# Current USA Tank Mount Comment



## Apisto70 (Feb 7, 2017)

Looking for comments on people’s experience with Current USA tank mount for Current USA led light system and also my proposed use. I have a 36” satellite pro plus and considering using it on an ADA 60P which is only 24”. Particularly worried that it may look bulky on the small tank since the mounting bracket is quite substantial and the light will overhang 6” on each end of the tank. The bracket is good up to 1” and tank glass will only be 1/4”. Alternative is to sell the 36” and buy a 24” or skip the 60P and get a 36” Mr Aqua 22 (which I can’t find locally in low iron glass). Thanks.


----------



## jagermelifter (Feb 12, 2015)

get a 22 long, easier to scape and better landscape view. drive out to the states, few fishstores in seattle carry the mr.aqua in stock.
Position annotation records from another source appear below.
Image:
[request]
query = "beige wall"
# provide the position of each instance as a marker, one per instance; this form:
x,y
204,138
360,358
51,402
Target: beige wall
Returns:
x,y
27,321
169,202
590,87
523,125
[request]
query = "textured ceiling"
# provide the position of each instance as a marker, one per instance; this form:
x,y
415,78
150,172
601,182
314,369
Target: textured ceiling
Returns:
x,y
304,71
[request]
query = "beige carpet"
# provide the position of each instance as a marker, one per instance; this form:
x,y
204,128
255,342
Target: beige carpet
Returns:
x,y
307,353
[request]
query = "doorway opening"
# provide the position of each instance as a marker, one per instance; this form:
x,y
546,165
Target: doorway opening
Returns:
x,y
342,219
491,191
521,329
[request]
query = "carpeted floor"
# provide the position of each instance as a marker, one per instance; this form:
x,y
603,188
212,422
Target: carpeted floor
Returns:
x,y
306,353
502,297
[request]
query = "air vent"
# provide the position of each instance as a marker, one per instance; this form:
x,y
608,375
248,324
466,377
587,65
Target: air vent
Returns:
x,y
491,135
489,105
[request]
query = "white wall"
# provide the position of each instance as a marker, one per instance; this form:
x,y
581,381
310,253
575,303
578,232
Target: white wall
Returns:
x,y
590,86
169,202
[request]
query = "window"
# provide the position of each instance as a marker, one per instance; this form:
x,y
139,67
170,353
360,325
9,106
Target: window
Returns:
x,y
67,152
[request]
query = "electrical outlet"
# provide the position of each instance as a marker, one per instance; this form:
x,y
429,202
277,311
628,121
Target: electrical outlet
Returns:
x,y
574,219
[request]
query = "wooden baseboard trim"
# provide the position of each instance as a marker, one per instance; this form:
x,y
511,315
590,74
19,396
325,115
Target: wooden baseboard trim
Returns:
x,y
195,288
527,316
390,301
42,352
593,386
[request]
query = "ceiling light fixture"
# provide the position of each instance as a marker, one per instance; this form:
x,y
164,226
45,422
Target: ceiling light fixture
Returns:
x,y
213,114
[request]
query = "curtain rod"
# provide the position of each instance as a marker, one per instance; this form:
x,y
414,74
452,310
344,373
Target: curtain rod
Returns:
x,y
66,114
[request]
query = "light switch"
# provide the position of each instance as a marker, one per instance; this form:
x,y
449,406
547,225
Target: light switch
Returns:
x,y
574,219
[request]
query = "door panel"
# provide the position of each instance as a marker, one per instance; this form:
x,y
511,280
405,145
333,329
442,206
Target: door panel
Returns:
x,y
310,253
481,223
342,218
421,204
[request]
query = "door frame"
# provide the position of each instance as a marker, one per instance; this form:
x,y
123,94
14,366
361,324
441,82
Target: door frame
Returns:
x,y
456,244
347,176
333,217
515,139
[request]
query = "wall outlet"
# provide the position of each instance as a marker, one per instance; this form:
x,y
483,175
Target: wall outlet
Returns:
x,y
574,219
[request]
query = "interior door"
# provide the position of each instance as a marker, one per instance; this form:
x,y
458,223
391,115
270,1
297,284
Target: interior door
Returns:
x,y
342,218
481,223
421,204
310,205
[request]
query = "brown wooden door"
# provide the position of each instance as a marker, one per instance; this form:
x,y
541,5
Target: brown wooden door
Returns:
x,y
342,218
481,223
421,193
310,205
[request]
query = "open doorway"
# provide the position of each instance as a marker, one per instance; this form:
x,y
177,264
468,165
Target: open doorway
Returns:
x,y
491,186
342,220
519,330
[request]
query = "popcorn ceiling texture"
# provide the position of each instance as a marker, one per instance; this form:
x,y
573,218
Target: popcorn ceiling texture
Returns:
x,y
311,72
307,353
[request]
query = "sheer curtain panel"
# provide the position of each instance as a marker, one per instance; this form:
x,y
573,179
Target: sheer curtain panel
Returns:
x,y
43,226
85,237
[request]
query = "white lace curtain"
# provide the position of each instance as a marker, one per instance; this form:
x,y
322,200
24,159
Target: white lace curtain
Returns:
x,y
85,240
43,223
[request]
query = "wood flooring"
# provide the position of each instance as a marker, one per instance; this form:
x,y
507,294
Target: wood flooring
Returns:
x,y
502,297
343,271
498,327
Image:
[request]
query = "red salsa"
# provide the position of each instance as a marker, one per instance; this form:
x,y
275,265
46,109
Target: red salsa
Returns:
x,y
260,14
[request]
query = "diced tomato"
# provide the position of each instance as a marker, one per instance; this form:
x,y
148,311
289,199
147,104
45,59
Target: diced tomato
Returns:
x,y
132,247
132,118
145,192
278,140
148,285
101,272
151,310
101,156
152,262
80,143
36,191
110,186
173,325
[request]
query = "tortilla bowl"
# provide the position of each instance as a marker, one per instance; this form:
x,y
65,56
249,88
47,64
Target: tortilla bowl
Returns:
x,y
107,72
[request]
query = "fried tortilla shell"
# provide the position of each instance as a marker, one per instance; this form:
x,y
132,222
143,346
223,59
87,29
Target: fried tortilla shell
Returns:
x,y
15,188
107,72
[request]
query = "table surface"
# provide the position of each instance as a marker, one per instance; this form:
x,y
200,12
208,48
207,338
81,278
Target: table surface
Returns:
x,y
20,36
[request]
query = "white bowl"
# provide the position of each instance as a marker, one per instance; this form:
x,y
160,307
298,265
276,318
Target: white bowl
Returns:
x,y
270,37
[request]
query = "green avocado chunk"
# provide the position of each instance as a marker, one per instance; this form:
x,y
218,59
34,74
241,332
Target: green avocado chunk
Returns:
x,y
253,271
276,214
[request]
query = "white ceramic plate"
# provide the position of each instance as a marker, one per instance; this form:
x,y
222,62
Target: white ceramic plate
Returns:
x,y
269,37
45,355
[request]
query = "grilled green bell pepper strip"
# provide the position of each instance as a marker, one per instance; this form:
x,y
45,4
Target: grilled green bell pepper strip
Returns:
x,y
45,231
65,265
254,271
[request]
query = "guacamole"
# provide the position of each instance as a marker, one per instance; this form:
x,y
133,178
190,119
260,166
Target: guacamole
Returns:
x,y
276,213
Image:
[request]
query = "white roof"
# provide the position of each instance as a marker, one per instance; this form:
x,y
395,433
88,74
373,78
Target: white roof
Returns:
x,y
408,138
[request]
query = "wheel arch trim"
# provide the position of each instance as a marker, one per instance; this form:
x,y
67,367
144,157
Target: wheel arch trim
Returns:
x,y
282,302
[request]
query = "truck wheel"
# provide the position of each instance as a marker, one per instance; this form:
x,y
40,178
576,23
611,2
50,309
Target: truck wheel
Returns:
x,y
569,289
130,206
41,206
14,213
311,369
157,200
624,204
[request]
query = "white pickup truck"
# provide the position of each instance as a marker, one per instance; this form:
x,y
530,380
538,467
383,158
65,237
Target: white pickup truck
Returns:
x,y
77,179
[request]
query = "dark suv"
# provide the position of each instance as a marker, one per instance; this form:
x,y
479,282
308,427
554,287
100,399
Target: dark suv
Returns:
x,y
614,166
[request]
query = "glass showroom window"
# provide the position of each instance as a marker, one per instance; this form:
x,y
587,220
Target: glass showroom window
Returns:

Sent from my iPhone using Tapatalk


----------



## Apisto70 (Feb 7, 2017)

Appreciate your view. Can get Mr Aqua in B’ham but may need to go to Seattle as he says not likely to bring in low iron due to shipping. I have 36x18x20 now and can live with only 12” deep but concerned about 12” high. Only gives about 9” for plants to grow.


----------



## jagermelifter (Feb 12, 2015)

if you dont care about brands, id suggest going custom


Sent from my iPhone using Tapatalk


----------